Her mind moved to how big a control group she would need.

She stiffened at her next thought. “Do I have siblings?” And who the hell was her father? Heath Wiseman?

She should have asked Briar Galloway more questions, but she was honestly so disgusted with the woman that if she never saw her again, it would be too soon. Wynn’s true parents were the ones who had adopted her, the ones who’d shown her love and died too soon.

“You do. But they are not anomalies.”

Wynn snorted. “I’m the black sheep, huh?”

It took him a moment, but he responded with a tilt of his head. “It would seem so. And I have joined you in that regard.”

She’d feared Calypsons before coming here. Now she just disliked them intensely. Whatever advantages they gained at being a telepathic hive-mind, they squandered in their lost humanity. Segregating these kids? It was unforgivable.

Or ignorant. But how could they be so ignorant when most of them used to be human?
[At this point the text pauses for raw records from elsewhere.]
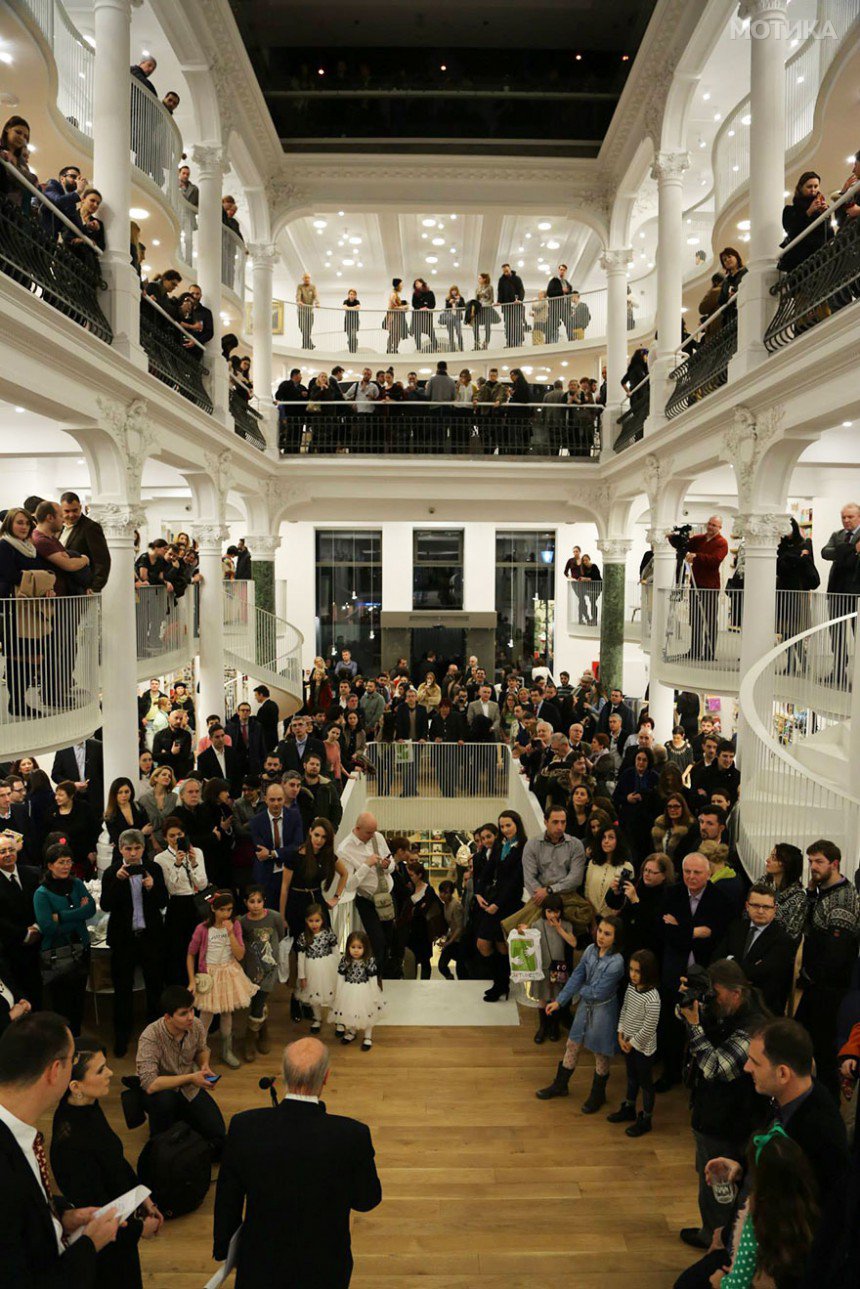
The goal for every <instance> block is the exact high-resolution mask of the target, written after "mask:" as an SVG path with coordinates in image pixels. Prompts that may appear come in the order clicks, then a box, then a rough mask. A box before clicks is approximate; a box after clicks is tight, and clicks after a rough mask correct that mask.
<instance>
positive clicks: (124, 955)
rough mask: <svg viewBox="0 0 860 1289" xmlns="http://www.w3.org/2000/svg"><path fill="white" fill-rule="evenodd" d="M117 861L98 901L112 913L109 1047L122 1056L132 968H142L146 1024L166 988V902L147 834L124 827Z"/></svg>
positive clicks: (110, 867) (128, 1042)
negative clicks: (112, 1041) (110, 1026)
mask: <svg viewBox="0 0 860 1289" xmlns="http://www.w3.org/2000/svg"><path fill="white" fill-rule="evenodd" d="M119 847H120V860H119V861H115V862H113V864H112V865H111V867H110V869H107V870H106V871H104V873H103V874H102V895H101V901H99V902H101V905H102V909H103V911H104V913H110V915H111V916H110V919H108V923H107V942H108V945H110V946H111V978H112V981H113V1052H115V1054H116V1056H120V1057H121V1056H125V1053H126V1052H128V1048H129V1038H130V1036H132V1027H133V1025H134V994H133V990H134V968H135V967H139V968H141V971H142V973H143V984H144V987H146V1009H147V1025H150V1023H151V1022H152V1021H155V1020H157V1018H159V1016H160V1014H161V990H162V989H164V918H162V915H161V910H162V909H164V907H165V906H166V904H168V888H166V886H165V882H164V873H162V870H161V867H160V865H157V864H156V862H155V860H150V858H144V849H146V838H144V835H143V833H139V831H138V830H137V829H135V828H126V830H125V831H124V833H120V838H119Z"/></svg>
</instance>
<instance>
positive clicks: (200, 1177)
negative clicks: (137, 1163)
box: [138, 1123, 211, 1217]
mask: <svg viewBox="0 0 860 1289" xmlns="http://www.w3.org/2000/svg"><path fill="white" fill-rule="evenodd" d="M138 1177H139V1178H141V1182H142V1183H143V1185H144V1186H148V1187H150V1190H151V1191H152V1197H153V1200H155V1203H156V1204H157V1205H159V1208H160V1209H161V1212H162V1213H164V1216H165V1217H182V1214H183V1213H192V1212H193V1210H195V1209H197V1208H200V1205H201V1204H202V1201H204V1200H205V1197H206V1192H208V1190H209V1185H210V1182H211V1150H210V1147H209V1142H208V1141H205V1138H202V1137H201V1136H200V1133H197V1132H195V1130H193V1128H190V1127H188V1124H184V1123H177V1124H174V1125H173V1127H171V1128H168V1130H166V1132H160V1133H159V1134H157V1136H156V1137H151V1138H150V1141H148V1142H147V1143H146V1146H144V1147H143V1150H142V1151H141V1158H139V1159H138Z"/></svg>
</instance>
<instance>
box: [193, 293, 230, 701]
mask: <svg viewBox="0 0 860 1289" xmlns="http://www.w3.org/2000/svg"><path fill="white" fill-rule="evenodd" d="M201 285H202V284H201ZM191 531H192V535H193V536H195V538H196V539H197V543H199V547H200V574H201V577H202V583H201V586H200V693H199V703H197V712H199V721H200V724H201V726H202V724H204V722H205V718H206V717H208V715H209V714H210V713H218V715H220V717H223V714H224V589H223V571H222V565H220V558H222V547H223V544H224V541H227V539H228V536H230V528H228V527H227V526H226V525H223V523H219V522H213V523H210V522H206V521H201V522H200V523H192V526H191Z"/></svg>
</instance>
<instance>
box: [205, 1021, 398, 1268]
mask: <svg viewBox="0 0 860 1289" xmlns="http://www.w3.org/2000/svg"><path fill="white" fill-rule="evenodd" d="M327 1078H329V1052H327V1048H326V1047H325V1045H324V1044H322V1043H320V1040H318V1039H311V1038H307V1039H299V1040H298V1042H297V1043H290V1045H289V1047H288V1048H286V1049H285V1052H284V1084H285V1087H286V1097H285V1098H284V1101H282V1102H281V1103H280V1106H275V1107H269V1109H266V1110H245V1111H242V1112H241V1114H237V1115H233V1118H232V1121H231V1124H230V1132H228V1134H227V1145H226V1147H224V1155H223V1159H222V1164H220V1173H219V1176H218V1188H217V1191H215V1214H214V1241H213V1255H214V1257H215V1259H218V1261H223V1259H224V1258H226V1257H227V1248H228V1245H230V1241H231V1237H232V1235H233V1231H235V1230H236V1228H237V1227H239V1226H240V1225H241V1226H242V1235H241V1240H240V1243H239V1258H237V1272H236V1289H269V1286H271V1285H275V1284H290V1285H295V1286H297V1289H298V1286H306V1285H325V1289H347V1286H348V1284H349V1279H351V1276H352V1249H351V1243H349V1214H351V1212H352V1210H357V1212H358V1213H369V1212H370V1209H374V1208H376V1205H378V1204H379V1203H380V1201H382V1186H380V1185H379V1177H378V1176H376V1165H375V1163H374V1148H373V1141H371V1138H370V1129H369V1128H367V1127H366V1124H362V1123H358V1120H357V1119H347V1118H344V1116H342V1115H329V1114H327V1112H326V1109H325V1105H324V1103H322V1102H321V1101H320V1096H321V1093H322V1089H324V1087H325V1084H326V1080H327ZM285 1159H290V1160H291V1161H293V1163H291V1165H290V1167H289V1168H285V1167H284V1160H285ZM273 1178H275V1179H277V1185H273V1183H272V1179H273Z"/></svg>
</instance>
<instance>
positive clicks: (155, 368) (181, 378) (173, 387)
mask: <svg viewBox="0 0 860 1289" xmlns="http://www.w3.org/2000/svg"><path fill="white" fill-rule="evenodd" d="M141 344H142V347H143V349H144V352H146V356H147V358H148V362H150V371H151V374H152V375H153V376H157V378H159V380H162V382H164V383H165V385H169V387H170V388H171V389H177V391H178V392H179V393H181V394H182V397H183V398H187V400H188V402H192V403H195V406H197V407H201V409H202V410H204V411H211V406H213V405H211V398H210V397H209V393H208V391H206V387H205V384H204V376H205V375H206V369H205V367H204V365H202V349H201V348H200V347H193V348H192V349H187V348H186V347H184V345H183V333H182V331H181V330H179V327H178V326H175V325H174V322H173V321H171V320H170V318H169V317H168V316H166V315H165V313H164V311H162V309H160V308H159V307H157V305H156V304H155V303H153V302H152V300H150V299H148V296H142V299H141Z"/></svg>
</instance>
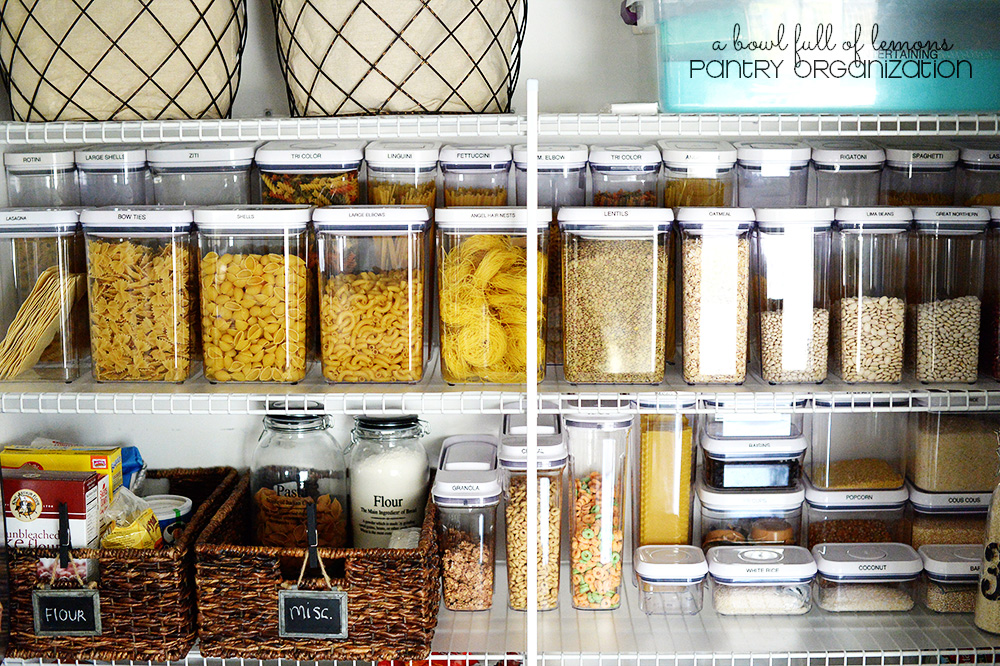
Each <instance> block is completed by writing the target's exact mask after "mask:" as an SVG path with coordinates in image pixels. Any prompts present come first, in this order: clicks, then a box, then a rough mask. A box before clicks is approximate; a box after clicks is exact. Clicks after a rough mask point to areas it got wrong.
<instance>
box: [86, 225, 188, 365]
mask: <svg viewBox="0 0 1000 666" xmlns="http://www.w3.org/2000/svg"><path fill="white" fill-rule="evenodd" d="M191 220H192V217H191V211H190V210H185V209H182V208H169V207H162V206H155V207H153V206H151V207H144V208H143V207H135V208H118V209H101V210H85V211H83V213H81V215H80V221H81V222H82V223H83V231H84V234H85V235H86V239H87V294H88V297H89V300H90V354H91V357H92V359H93V364H94V379H95V380H97V381H99V382H104V381H154V382H182V381H184V380H185V379H187V378H188V377H190V376H191V374H192V372H193V369H194V368H193V367H192V366H193V365H194V358H195V351H196V350H195V344H196V333H195V332H196V328H195V327H196V326H197V318H198V302H197V294H198V288H197V283H196V282H195V280H196V273H195V256H194V247H193V246H194V238H193V234H192V227H191Z"/></svg>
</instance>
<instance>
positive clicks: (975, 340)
mask: <svg viewBox="0 0 1000 666" xmlns="http://www.w3.org/2000/svg"><path fill="white" fill-rule="evenodd" d="M913 220H914V227H915V229H914V231H913V232H912V233H913V238H912V240H911V243H912V247H911V249H910V256H911V257H912V258H913V261H911V262H910V275H909V282H908V287H909V290H910V292H911V294H912V302H911V309H912V311H913V312H912V314H913V317H912V319H911V321H912V323H913V325H911V326H910V328H909V352H910V354H909V357H910V359H912V360H911V363H912V365H913V367H914V374H915V375H916V377H917V380H918V381H921V382H924V383H931V382H968V383H972V382H975V381H976V379H977V378H978V376H979V324H980V318H981V310H982V298H983V271H984V270H985V263H984V262H985V253H986V227H987V225H988V224H989V222H990V214H989V211H987V210H986V209H985V208H916V209H914V211H913Z"/></svg>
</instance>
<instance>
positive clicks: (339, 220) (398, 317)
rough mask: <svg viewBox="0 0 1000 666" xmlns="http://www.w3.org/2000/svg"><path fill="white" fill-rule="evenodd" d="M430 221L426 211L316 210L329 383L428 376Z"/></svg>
mask: <svg viewBox="0 0 1000 666" xmlns="http://www.w3.org/2000/svg"><path fill="white" fill-rule="evenodd" d="M428 219H429V211H428V209H427V208H425V207H423V206H340V207H335V208H333V207H331V208H317V209H315V210H313V213H312V220H313V227H314V229H315V230H316V243H317V254H318V255H319V263H318V271H319V335H320V358H321V360H322V363H323V376H324V377H325V378H326V380H327V381H329V382H417V381H420V379H421V378H423V372H424V339H425V338H424V336H425V331H426V325H425V321H424V285H426V284H427V275H426V271H427V263H426V260H425V258H424V248H425V247H426V243H425V235H426V233H427V223H428Z"/></svg>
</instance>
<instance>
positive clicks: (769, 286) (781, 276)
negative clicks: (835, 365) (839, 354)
mask: <svg viewBox="0 0 1000 666" xmlns="http://www.w3.org/2000/svg"><path fill="white" fill-rule="evenodd" d="M755 214H756V217H757V234H756V239H757V253H756V259H757V266H756V274H757V286H758V290H757V294H758V296H757V313H758V316H759V322H758V325H759V334H758V339H759V344H760V354H759V358H760V361H759V362H760V366H759V367H760V369H761V376H762V377H763V378H764V381H766V382H768V383H770V384H801V383H813V384H818V383H820V382H822V381H824V380H825V379H826V370H827V367H826V366H827V357H828V356H829V339H830V290H829V283H828V280H829V275H830V259H831V246H832V240H833V230H832V229H833V209H832V208H758V209H756V211H755Z"/></svg>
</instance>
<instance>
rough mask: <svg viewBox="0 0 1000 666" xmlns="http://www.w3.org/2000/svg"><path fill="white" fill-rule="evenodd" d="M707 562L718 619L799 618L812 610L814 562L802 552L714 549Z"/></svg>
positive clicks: (709, 575) (712, 592) (746, 546)
mask: <svg viewBox="0 0 1000 666" xmlns="http://www.w3.org/2000/svg"><path fill="white" fill-rule="evenodd" d="M706 558H707V559H708V573H709V577H710V578H711V579H712V606H713V607H714V609H715V612H716V613H718V614H719V615H802V614H805V613H808V612H809V609H810V608H812V595H811V588H810V585H811V583H812V581H813V579H814V578H815V576H816V562H814V561H813V558H812V555H810V554H809V551H808V550H806V549H805V548H802V547H800V546H736V547H730V548H713V549H712V551H711V552H709V553H708V555H707V556H706Z"/></svg>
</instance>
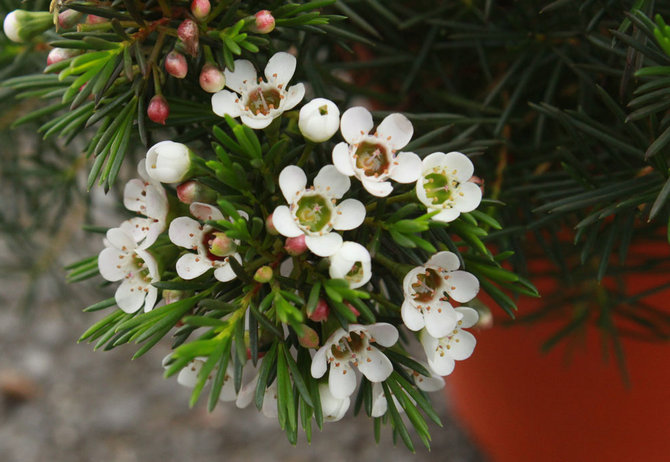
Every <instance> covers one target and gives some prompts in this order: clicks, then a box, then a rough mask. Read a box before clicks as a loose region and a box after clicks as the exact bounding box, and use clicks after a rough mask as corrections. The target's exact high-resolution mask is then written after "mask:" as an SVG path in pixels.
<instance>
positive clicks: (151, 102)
mask: <svg viewBox="0 0 670 462" xmlns="http://www.w3.org/2000/svg"><path fill="white" fill-rule="evenodd" d="M169 115H170V106H169V105H168V103H167V100H166V99H165V98H164V97H163V95H155V96H154V97H153V98H151V101H149V107H147V116H148V117H149V119H151V120H152V121H153V122H156V123H157V124H161V125H165V120H166V119H167V118H168V116H169Z"/></svg>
Had they lost all of their empathy? It didn’t bode well for those they’d sent out to retrieve the others like her.

She let out a defeated, choked breath. The CORE was no better. They’d been about to dissect her in the name of science. The Tellusians were even worse, raiding stations and ships for supplies and people. They didn’t care who got caught in the crossfire. Like her parents.

What a messed up system we live in. But as she stared at the kids, who took in the room and the outside world with a fresh sort of wonder, hope bloomed in her like it had on those kids’ faces. Maybe they would all make this system a better place.

The door opened, distracting her from where her mind had wandered. The Calypsons who had gathered the children’s belongings, entered the quarters with their arms full.

Wynn straightened and headed to the slender door at the back of the space, assuming it was the bedroom. The door didn’t slide open as she approached until she glanced over her shoulder at Iax. It opened with a silent whoosh.

“We’re going to need to fix that,” she said. “Make things motion activated for me and the kids.”

He nodded his agreement.

Turning around, she stopped short when she surveyed the room. It was empty like the living space, except for one bed in the center and a smaller window.

“Oh, there’s only one bed here. Maybe they should occupy more than one set of quarters, anyway.” The space wasn’t much bigger than where she’d found the kids.

She’d barely finished the thought when Bex and Mack came at her with a babble of grunts and hand gestures, motioning to the smaller room.

Wynn froze, then let out an apologetic huff when she understood the fear in their eyes. “You want to stay together. Got it.” She lifted her gaze to Iax’s. “Will they bring up the bunks too?”

He nodded once.

It didn’t take long for the kids’ belongings to be deposited and the Calypsons to leave as quietly as they’d come. The six of them poured into this new space, finding the blankets and items they knew were theirs.

It didn’t seem like she’d done enough for them, but at least they had a window and weren’t quarantined like they carried the plague.

Progress. It might be slow in coming, but they were making progress. She would fix this, correct the life they’d led until now, even if was the last thing she did.

Wynn’s throat clogged with emotion, tears threatening to fall, and she realized just how exhausted she was.

Everything that had led her up to this point came crashing down.

The storm on Earth, abduction, torture, the Corvus, the white box, Iax saving her, the journey here, then finding out about the anomalies… it was too much.

She swayed with weariness.

A warm hand on the back of her neck steadied her.

“Come, Wynn Lambdin. You need rest.”

And she did. But she also didn’t want to leave the kids alone. Not after everything.

But smiles broke out across Bex and Mack’s faces as they watched the younger children run out of the bedroom to chase each other in the bigger space. Set against the backdrop of the nebula, Wynn’s chest constricted with a poignant pain she couldn’t name.

“I will tell Mack and Bex how to find us,” Iax asserted. “We are only one door down.”

With that assurance in her ear and settling her mind, she allowed Iax to guide her out into the corridor.